Formerly known as sensitive data failure in OWASP 2017. It’s seen by OWASP as a failure of secure data transfer. this category exploits info transferred when secured information is transferred between 2 people. it provides useful post-exploit info and it involves advanced persistent threats.

  • Injection

This exploits a vulnerable computer by introducing malicious code to web apps which changes the way the program executes. For example, by injecting this code into web apps an attacker can steal authenticated cookies and use them on other online services and trick these services into thinking that the identity is from a legitimate source.
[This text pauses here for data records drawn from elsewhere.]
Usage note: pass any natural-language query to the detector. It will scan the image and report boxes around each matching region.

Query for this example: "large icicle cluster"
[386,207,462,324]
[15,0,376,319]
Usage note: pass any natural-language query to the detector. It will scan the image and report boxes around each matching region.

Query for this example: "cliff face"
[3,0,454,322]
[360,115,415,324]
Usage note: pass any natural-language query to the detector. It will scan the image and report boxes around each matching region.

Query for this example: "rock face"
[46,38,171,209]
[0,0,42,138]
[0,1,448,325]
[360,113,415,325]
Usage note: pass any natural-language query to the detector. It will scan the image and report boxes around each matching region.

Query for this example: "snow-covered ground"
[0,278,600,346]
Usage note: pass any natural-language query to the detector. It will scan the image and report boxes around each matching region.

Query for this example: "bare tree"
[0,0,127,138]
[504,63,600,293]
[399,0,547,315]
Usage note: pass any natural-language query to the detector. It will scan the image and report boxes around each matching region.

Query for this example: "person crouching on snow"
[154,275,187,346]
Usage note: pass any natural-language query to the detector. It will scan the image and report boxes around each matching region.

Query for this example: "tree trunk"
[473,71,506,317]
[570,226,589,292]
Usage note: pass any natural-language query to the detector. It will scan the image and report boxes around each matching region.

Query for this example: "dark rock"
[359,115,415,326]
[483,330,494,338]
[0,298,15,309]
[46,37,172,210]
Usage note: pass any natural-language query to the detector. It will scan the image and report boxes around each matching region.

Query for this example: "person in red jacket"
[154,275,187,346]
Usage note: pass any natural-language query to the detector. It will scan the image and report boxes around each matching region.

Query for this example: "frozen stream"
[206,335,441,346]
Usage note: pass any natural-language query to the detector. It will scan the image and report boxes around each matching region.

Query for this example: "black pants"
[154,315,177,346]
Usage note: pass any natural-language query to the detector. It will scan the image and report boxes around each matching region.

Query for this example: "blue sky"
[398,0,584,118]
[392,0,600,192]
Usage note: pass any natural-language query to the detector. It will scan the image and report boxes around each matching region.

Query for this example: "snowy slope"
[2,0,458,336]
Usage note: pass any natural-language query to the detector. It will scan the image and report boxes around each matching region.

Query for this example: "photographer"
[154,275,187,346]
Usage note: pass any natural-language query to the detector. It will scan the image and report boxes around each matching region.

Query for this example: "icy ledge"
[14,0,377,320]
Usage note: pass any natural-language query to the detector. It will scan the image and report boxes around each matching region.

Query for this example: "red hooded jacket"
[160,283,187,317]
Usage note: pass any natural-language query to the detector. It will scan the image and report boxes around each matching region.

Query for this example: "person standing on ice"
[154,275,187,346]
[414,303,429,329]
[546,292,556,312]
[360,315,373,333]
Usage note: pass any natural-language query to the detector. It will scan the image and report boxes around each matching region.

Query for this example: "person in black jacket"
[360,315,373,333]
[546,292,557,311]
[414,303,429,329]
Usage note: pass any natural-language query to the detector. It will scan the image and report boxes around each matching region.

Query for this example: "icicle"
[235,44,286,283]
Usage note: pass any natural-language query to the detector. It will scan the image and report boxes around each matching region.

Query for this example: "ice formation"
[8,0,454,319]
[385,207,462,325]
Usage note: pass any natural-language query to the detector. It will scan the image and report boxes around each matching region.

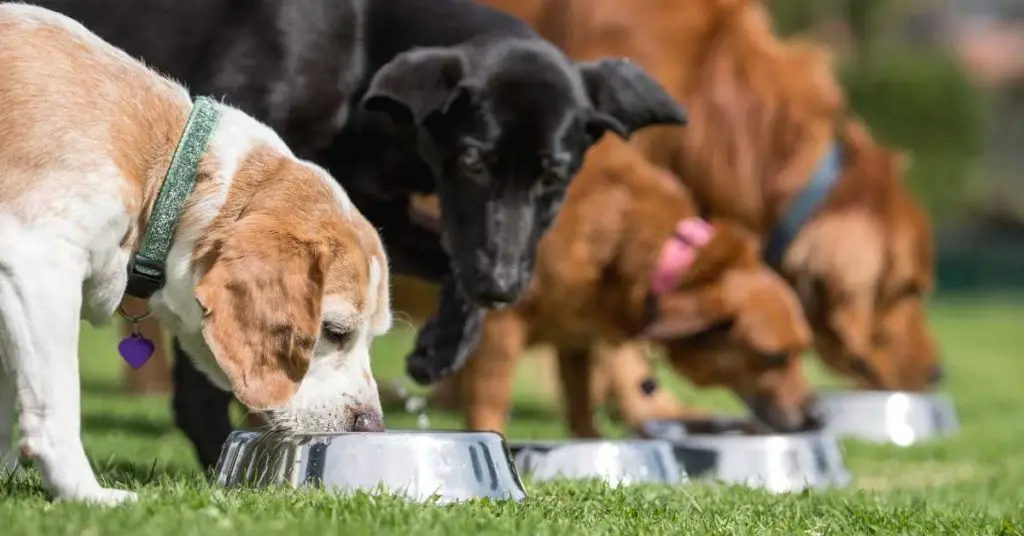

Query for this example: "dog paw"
[60,488,138,506]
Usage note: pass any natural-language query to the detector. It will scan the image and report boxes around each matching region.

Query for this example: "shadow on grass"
[92,457,209,488]
[82,412,176,438]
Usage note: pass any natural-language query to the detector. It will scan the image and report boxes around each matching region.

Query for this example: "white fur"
[0,4,390,504]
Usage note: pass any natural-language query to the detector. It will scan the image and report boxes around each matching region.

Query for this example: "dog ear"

It consists of SQL injection, NoSQL, and LDAP injection. untrusted data is sent to an interpreter as part of a command or query.

  • Insecure Design

A new category was introduced in 2021. It was included to raise awareness for developers to include more security patterns and principles from design. It’s included to show how important it’s when new apps are introduced in a network infrastructure especially given the supply chain attack on SolarWinds and the effects it had on 3rd party service providers.

  • Security Misconfiguration

It was present in 90% of web apps that were tested for the research. It’s a failure to implement all the sec controls for a server or web app the incorrect implementation of the sec controls. the risk often occurs through human errors which could include misconfiguring errors on the sec of the apps, not changing default login credentials, lack of computer skills or pressure to deliver quickly on projects.

  • Vulnerable and Outdated Components

Formerly known as using components with known vulnerabilities. this cat includes an operating system, web or app server, DBMS, APIS, components runtime environment and libraries that are vuln or out of date. attackers just need to find vulnerable and outdated components to compromise a system. it’s an ongoing process because approximately there are over 18000 vulnerable discovered every year.

  • Identification and Authentication Failure

Formerly known as broken authentication. this is an attack that has seen a reduction in occurrence. It comprises passwords, keys session tokens and user info to assume the privilege of a legitimate user. the use of Multi-Factor Authentication(MFA) can help to protect sensitive information for users

  • Software and Data Integrity Failure

It’s also a new cat in 2021. it focuses on CI/CD pipelines. software updates and includes insecure deserialization. it relates to codes and infrastructure that don’t protect against integrity violations. For example, the use of untrusted app plugins can lead to access to your apps.

  • Security Logging & Monitoring Failures

It’s hard to test for due to a lack of CVE data. Insufficient logging and monitoring, coupled with missing or ineffective integration with incident response, allows attackers to further attack systems, maintain persistence, pivot to more systems, and tamper, extract, or destroy data. Failures in this category can seriously impact visibility, incident alerting, and forensics.

  • Server-Side Request Forgery (SSRF)

It’s the no 1 risk that was recorded from the community survey. Server-Side Request Forgery flaws occur whenever a web application fetches a remote resource without validating the user-supplied URL. The attacker abuses the server functionality causing it to access and manipulate inaccessible info that isn’t accessible to the attacker.

Conclusion

Developers, owners and users of web apps should know of this threat especially when it is the web apps that are e-commerce or touching a database over the internet. this helps you proffer proactive solutions from a defensive path rather than defensive. Adherence with OWASP can help make applications more resistant to cyber threats and dramatically improve cyber resilience.